URL pUrl = this.getClass().getResource("/path/in/jar/to/file.properties");
Properties p = new Properties();
p.load(pUrl.openStream());
The / in the path points to the root directory in the jar file.
Instead of
String PROP_FILENAME="src/conf.properties";
use
String PROP_FILENAME="src" + File.separator + "conf.properties";
Check the API for more detail: http://java.sun.com/j2se/1.5.0/docs/api/java/io/File.html
I would also check what your current working directory is if your path to that file is relative. You just need to make a File test = new File("."); and then print that files canonical path name.
If you are referencing any other locations like user.dir or something to that effect by using System.getProperty(), you'll want to at least verify that the directory you are using as the relative root is where you think it is.
Also, as Myles noted, check the slashes used as file path separators.

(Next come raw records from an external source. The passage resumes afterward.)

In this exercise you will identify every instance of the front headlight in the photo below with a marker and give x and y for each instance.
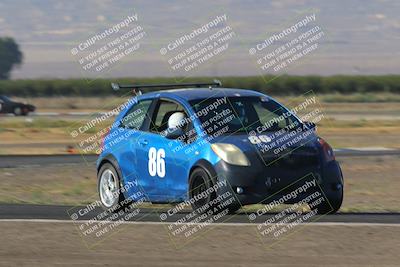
(230, 154)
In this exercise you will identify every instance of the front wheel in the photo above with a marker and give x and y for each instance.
(109, 186)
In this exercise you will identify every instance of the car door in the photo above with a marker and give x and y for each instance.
(125, 145)
(164, 166)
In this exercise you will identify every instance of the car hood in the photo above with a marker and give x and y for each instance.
(274, 143)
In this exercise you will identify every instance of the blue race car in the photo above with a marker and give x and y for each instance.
(177, 145)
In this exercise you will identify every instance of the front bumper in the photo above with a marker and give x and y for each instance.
(263, 184)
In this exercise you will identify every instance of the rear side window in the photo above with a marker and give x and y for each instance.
(134, 118)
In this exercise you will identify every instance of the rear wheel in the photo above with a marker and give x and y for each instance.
(109, 186)
(17, 111)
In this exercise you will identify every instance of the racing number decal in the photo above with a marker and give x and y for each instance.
(156, 162)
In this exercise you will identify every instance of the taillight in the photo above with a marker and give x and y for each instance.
(327, 150)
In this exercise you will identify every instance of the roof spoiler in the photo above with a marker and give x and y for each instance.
(136, 87)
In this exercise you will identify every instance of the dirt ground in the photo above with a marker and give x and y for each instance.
(372, 184)
(59, 244)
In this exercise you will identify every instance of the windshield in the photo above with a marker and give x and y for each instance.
(243, 114)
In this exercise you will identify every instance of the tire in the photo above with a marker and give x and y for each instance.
(108, 187)
(336, 203)
(17, 111)
(200, 181)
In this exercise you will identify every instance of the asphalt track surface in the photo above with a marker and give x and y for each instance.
(57, 212)
(10, 161)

Although you can always use the "/" and it works.
And if you are referencing the path absolutely, you'll have trouble going between one OS and another if you do something silly like hard-code the locations.

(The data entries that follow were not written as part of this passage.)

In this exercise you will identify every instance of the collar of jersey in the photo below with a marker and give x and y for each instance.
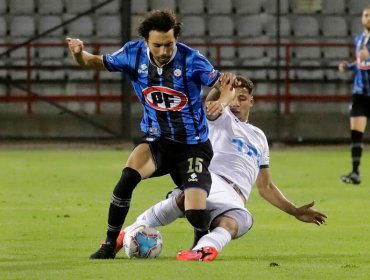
(152, 62)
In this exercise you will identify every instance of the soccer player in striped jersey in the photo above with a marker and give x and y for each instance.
(167, 77)
(360, 109)
(241, 159)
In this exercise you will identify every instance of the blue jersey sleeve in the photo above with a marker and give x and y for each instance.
(203, 70)
(119, 60)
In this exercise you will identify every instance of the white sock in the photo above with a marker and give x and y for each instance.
(218, 238)
(163, 213)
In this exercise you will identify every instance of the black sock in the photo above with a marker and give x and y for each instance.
(356, 150)
(120, 202)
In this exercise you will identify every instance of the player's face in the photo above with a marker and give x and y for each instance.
(366, 19)
(241, 104)
(161, 46)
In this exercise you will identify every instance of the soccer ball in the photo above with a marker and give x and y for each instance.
(143, 242)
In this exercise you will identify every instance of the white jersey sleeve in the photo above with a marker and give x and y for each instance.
(240, 150)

What you want to do is check out System.getProperties() and look for file.separator. The static File.pathSeprator will also get you there.
This will allow you to build a path that is native for whatever system you're running on.

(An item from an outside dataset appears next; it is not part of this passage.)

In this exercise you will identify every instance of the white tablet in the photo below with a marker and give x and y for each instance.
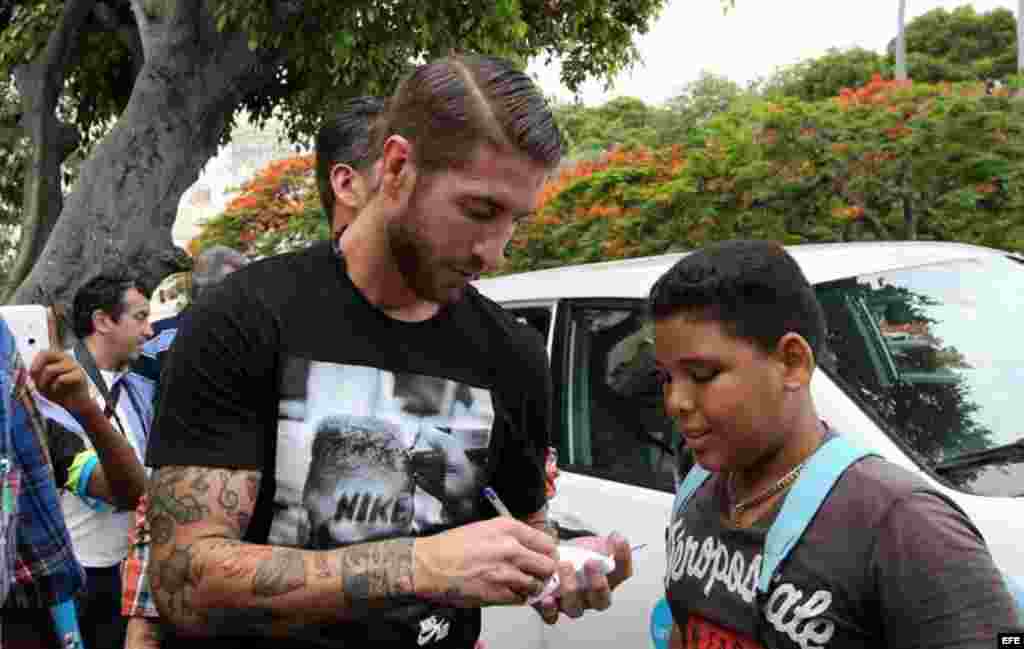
(30, 326)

(If indeed that is the problem. Sometimes I like to get the current directory just to make sure the directory I think I'm running in is the directory I'm really running in.)
Check your permissions. If you (or rather, the user that the Java process is running under) doesn't have appropriate permissions to read the file, for example, you would get this error message.
This is a typical Windows -> Linux migration problem. What does ls -l src/conf.properties show when run from a prompt?
Additionally, check capitalisation. Windows isn't case-sensitive, so if the file was actually called e.g. CONF.properties it would still be found, whereas the two would be considered different files on Linux.
You should check the working directory of your application. Perhaps it is not the one you assume and that's why 'src' directory is not present.
An easy check for this is to try the absolute path (only for debugging!).
I would check your slashes, windows often uses '\' vs linux's '/' for file paths.
EDIT: Since your path looks fine, maybe file permissions or executing path of the app is different?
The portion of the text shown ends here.